What allows One Piece to hit this sweet spot so well is that the the director(s) have clearly asked the actors to take the whole farcical situation as seriously as possible and not make quips. Although how much instruction they may need for this is really an open-ended question. I wasn’t exaggerating when I wrote above that One Piece is the most popular comic series in the world. The younger cast members had almost certainly read it long before any Netflix executive came up with the crazy idea for a live action adaptation, and the older ones are consummate enough professionals to not be into the whole quippy form of storybuilding that seems to be the style these days.
One Piece also benefits a lot from the showrunners being contractually obligated to have to run everything they do by Eiichiro Oda. At first glance, this might be a surprise to fans of the comic and anime, because the structure of the Netflix version of One Piece differs significantly compared to the other two. And there are continuity errors to nitpick, to be sure, but by and large the show makes the adaptational changes to better fit the television format.
Speaking of nitpicks, I don’t generally like to call Netflix shows television…since they don’t actually air on TV. But in the case of One Piece the term is appropriate, because the series clearly structures its beats episodically rather than simply assuming the viewer is going to binge the whole thing at once. The first episode deals with Axe-Hand Morgan, the second Buggy the Clown, the third ends on a twist, and so on. The first episode also closes on a highlight reel of other events to expect from the rest of the season.
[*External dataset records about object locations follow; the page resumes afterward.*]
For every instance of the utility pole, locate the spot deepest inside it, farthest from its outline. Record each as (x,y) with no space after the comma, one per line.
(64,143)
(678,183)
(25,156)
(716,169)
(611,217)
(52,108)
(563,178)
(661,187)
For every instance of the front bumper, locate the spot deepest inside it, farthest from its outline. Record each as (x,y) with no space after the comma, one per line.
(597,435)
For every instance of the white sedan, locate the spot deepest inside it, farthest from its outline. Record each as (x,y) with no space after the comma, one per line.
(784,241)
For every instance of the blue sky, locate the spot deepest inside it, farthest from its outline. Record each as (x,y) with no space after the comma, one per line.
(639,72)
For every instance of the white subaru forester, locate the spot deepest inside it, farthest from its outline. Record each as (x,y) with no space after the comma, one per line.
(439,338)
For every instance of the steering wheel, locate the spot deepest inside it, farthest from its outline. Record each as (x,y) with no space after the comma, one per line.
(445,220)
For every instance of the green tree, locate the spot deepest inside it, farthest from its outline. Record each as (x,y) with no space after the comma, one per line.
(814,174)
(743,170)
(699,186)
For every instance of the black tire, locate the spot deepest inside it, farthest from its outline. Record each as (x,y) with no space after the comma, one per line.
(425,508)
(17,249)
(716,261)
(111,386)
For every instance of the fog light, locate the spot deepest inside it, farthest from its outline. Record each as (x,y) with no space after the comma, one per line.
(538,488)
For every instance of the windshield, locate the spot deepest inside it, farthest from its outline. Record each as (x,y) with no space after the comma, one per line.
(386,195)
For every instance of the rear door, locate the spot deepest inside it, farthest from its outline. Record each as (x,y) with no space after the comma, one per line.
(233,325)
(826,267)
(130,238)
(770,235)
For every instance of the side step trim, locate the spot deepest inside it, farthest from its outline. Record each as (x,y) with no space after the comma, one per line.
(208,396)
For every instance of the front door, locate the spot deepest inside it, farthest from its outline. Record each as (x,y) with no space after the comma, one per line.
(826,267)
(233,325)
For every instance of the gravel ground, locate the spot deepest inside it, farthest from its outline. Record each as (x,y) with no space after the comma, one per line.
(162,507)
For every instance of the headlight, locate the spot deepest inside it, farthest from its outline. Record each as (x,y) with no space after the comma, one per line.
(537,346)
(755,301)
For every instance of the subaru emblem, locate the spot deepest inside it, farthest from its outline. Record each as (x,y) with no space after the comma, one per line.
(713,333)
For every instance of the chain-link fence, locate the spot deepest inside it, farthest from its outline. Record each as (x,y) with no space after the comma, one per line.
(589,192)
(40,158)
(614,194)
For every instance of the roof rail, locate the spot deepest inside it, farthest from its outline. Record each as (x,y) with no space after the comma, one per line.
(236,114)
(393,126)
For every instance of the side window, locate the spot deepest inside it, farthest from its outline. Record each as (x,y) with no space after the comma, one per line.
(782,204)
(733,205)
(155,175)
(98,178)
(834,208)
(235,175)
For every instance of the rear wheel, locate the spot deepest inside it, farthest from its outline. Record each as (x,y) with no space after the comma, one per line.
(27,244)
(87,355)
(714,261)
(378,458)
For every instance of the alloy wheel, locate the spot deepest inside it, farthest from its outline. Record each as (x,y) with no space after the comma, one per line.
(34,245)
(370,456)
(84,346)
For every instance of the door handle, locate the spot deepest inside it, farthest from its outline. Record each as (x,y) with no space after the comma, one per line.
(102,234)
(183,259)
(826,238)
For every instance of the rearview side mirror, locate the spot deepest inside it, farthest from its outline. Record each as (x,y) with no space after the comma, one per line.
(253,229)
This sort of design is a weird kind of meta-anachronism which is, as you can guess, perfectly well in keeping with the rest of the show and its other strange throwbacks, not just to the styles the original One Piece incorporates into its own setting but One Piece’s own late-nineties shonen manga vibe. So much of what makes the show appealing are in small little flourishes that are really easy to miss because the design doesn’t deliberately draw attention to them. Ian McShane delivers the opening voiceover to establish the setting. Luffy mispronounces Buggy’s name by applying the nonstandard rule used for his own name to Buggy’s. The TV-14 production constantly uses the word “shit” really casually without even so much as flirting with any other curse words.
The in-jokes behind this kind of stuff aren’t going to be obvious to everyone, but they don’t have to be. An uninitiated viewer with no knowledge whatsoever of One Piece franchise can see all this strangely specific material and still keep watching, because even if it doesn’t make sense to us, it makes perfect sense to the characters in context. These are the kinds of compelling nuances no AI has yet come close to accomplishing in scripted entertainment, and it’s telling that there have been hints that Netflix is more interested in negotiating an end to the strikes than the major studios are.
Netflix only recently greenlit a second season of One Piece because for all its positives, a full version of the story has a lot of risks. As the devil fruit powers get more outrageous, the special effects budget is only going to get more out-of-control. The fan-favorite character Chopper, a reindeer-human hybrid, will likely cost a ton of money to get just right. Unless they just use a muppet. Which would actually be pretty on-brand. No robot could come up with ideas like this. Netflix need these actors, and they need these writers. And if they can get them, One Piece easily has the potential to be Netflix’s tentpole franchise for the rest of the decade.